This administration has caused a lot of peoples hearts to turn black, yet you are going after someone that wants us to defeat it.  Not with guns and violence, but to elect people who will look out for the working man.  Shame on you!!!!!!  Read the document and tell me that this can’t happen in America.  When one man tells the country “your vote doesn’t count.  The Government knows what’s best for you!  Illegals over running your state and you want to combat that, how dare you!  You want to ban gay marriages, how dare you!  You don’t want to purchase my government run healthcare, how dare you!”  When a majority speaks, the government is supposed to honor it.  We all answer for our individual sins.

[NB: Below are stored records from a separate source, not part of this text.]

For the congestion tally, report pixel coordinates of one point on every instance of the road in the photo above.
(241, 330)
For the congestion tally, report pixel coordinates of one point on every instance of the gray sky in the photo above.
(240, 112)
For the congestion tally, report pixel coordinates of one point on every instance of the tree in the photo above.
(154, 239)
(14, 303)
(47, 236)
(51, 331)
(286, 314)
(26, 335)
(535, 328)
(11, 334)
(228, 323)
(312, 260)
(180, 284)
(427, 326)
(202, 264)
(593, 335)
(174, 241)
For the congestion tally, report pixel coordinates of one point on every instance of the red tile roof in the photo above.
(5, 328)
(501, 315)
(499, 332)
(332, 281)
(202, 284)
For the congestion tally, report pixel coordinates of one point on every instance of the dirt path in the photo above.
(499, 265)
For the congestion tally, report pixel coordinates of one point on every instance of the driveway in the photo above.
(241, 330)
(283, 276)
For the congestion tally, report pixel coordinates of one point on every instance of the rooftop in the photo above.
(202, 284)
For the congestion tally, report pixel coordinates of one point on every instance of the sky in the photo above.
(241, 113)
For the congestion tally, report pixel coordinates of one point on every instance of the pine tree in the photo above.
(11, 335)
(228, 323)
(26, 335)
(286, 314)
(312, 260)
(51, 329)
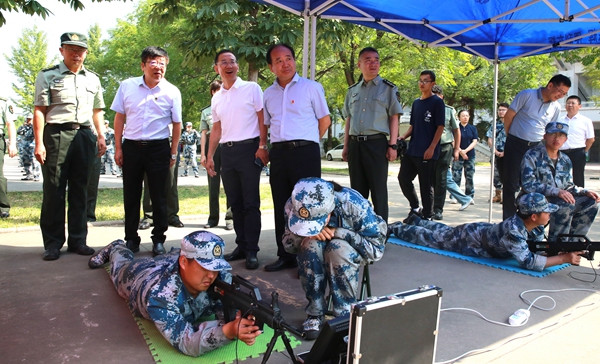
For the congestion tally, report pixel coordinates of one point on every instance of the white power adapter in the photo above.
(519, 317)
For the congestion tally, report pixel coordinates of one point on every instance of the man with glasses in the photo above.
(524, 123)
(546, 170)
(581, 138)
(68, 103)
(147, 104)
(427, 121)
(238, 125)
(371, 107)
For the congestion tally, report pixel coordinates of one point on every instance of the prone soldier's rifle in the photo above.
(566, 243)
(244, 296)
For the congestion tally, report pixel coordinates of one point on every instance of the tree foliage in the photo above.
(26, 61)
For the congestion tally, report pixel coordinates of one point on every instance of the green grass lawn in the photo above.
(193, 200)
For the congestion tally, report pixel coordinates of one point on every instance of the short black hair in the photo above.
(221, 52)
(430, 73)
(574, 97)
(152, 52)
(271, 48)
(559, 79)
(367, 49)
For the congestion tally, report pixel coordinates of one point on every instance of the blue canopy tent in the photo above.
(496, 30)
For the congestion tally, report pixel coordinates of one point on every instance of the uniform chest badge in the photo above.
(303, 213)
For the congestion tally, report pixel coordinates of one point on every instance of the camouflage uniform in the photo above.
(504, 240)
(109, 156)
(538, 174)
(359, 240)
(500, 143)
(154, 290)
(190, 141)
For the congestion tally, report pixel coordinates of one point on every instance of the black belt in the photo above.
(573, 150)
(364, 138)
(146, 143)
(292, 144)
(69, 126)
(246, 141)
(523, 141)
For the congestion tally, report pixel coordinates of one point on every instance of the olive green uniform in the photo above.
(6, 111)
(70, 150)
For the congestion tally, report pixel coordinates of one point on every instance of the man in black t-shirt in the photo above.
(427, 119)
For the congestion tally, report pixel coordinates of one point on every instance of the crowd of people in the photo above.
(325, 231)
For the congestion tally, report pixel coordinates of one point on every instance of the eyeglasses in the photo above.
(156, 64)
(75, 50)
(227, 63)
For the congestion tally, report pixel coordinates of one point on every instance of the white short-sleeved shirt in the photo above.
(293, 112)
(236, 110)
(581, 129)
(532, 115)
(148, 111)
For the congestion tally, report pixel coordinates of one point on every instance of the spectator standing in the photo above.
(297, 115)
(581, 138)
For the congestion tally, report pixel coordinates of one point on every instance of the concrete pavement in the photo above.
(62, 311)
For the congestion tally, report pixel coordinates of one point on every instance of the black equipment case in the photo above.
(397, 328)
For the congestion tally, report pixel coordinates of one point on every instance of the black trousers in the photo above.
(577, 157)
(153, 160)
(441, 172)
(514, 151)
(288, 166)
(368, 170)
(69, 159)
(410, 168)
(241, 180)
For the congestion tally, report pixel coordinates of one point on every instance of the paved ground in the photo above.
(63, 312)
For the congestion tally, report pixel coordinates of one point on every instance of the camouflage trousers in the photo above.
(189, 155)
(109, 157)
(464, 239)
(332, 262)
(469, 170)
(572, 218)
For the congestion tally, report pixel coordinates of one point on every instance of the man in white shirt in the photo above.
(238, 125)
(581, 138)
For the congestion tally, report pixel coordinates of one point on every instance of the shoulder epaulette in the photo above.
(388, 82)
(50, 68)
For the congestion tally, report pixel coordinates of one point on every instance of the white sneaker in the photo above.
(464, 207)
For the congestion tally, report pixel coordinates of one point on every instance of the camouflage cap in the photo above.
(72, 38)
(557, 127)
(312, 202)
(207, 248)
(534, 203)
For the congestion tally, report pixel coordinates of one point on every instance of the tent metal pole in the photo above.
(494, 119)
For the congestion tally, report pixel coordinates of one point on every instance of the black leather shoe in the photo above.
(132, 245)
(281, 264)
(158, 249)
(251, 261)
(236, 254)
(81, 250)
(51, 254)
(176, 223)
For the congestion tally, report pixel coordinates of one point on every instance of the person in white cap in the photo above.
(171, 291)
(333, 230)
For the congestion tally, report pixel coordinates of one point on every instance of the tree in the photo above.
(32, 7)
(26, 61)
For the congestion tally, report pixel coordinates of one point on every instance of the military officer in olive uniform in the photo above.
(68, 103)
(6, 119)
(371, 108)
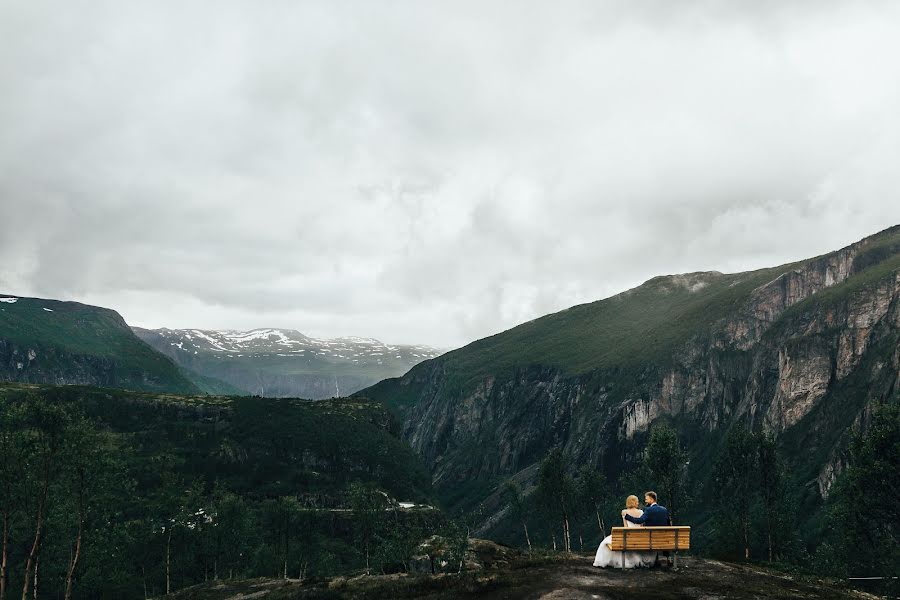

So… if I criticize panic-mongering demagoguery about America being on the verge of a National Socialist regime of mass murder, the proof that I’m wrong is that you believe the demagoguery about Obama as Hitler Redivivus and feel that comparisons of America 2010 and Austria 1938 are perfectly sane?  And if I’m skeptical that Obama=Hitler, that means I support endless welfare, gay marriage, and judicial usurpation of democracy?  And from this airtight syllogism, I am to conclude… what (apart from the fact that Catholics who get their primary social catechesis from self-descibed “rodeo clowns” instead of the Church are not as good at reading minds as they suppose)?

I’m afraid all I can glean from this illogical farrago of extrasensory perception (and not the first I’ve received by a long shot) is that people who choose to get their catechesis primarily from TV and not from the Church should, for once, listen to the man who said, very wisely, “If you take what I say as gospel, you’re an idiot.”  My beef is not and never has been with the Talking Heads on Fox or The View primarily.  They are earning a living ginning up hysteria and passing along pseudoknowledge as they are paid to do.  The business of corporate news and opinion media is to sell beer and shampoo by screaming about fear, sex, and power and trying to pull in viewers like carnival barkers.  My beef is with Catholics who ignore the Catechism, let their TV do their thinking for them and who can’t even be bothered to find out the first thing about those they ignorantly denounce as “blinded” when these facts are pointed out to them.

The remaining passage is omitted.